Code and notebooks for the deep learning course [dataflowr](https://www.dataflowr.com/). Here is the schedule followed at école polytechnique in 2023:

## :sunflower:Session:one: Finetuning VGG

>- [Module 1 - Introduction & General Overview](https://dataflowr.github.io/website/modules/1-intro-general-overview/)
Slides + notebook Dogs and Cats with VGG + Practicals (more dogs and cats)

Things to remember

> - you do not need to understand everything to run a deep learning model! But the main goal of this course will be to come back to each step done today and understand them...
> - to use the dataloader from Pytorch, you need to follow the API (i.e. for classification store your dataset in folders)
> - using a pretrained model and modifying it to adapt it to a similar task is easy.
> - if you do not understand why we take this loss, that's fine, we'll cover that in Module 3.
> - even with a GPU, avoid unnecessary computations!

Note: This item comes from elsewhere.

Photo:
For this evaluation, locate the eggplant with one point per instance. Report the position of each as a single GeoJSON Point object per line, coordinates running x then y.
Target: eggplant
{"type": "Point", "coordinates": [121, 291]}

## :sunflower:Session:two: PyTorch tensors and Autodiff

>- [Module 2a - PyTorch tensors](https://dataflowr.github.io/website/modules/2a-pytorch-tensors/)
>- [Module 2b - Automatic differentiation](https://dataflowr.github.io/website/modules/2b-automatic-differentiation/) + Practicals
>- MLP from scratch start of [HW1](https://dataflowr.github.io/website/homework/1-mlp-from-scratch/)
>- [another look at autodiff with dual numbers and Julia](https://github.com/dataflowr/notebooks/blob/master/Module2/AD_with_dual_numbers_Julia.ipynb)

Things to remember

>- Pytorch tensors = Numpy on GPU + gradients!
>- in deep learning, [broadcasting](https://numpy.org/doc/stable/user/basics.broadcasting.html) is used everywhere. The rules are the same as for Numpy.
>- Automatic differentiation is not only the chain rule! Backpropagation algorithm (or dual numbers) is a clever algorithm to implement automatic differentiation...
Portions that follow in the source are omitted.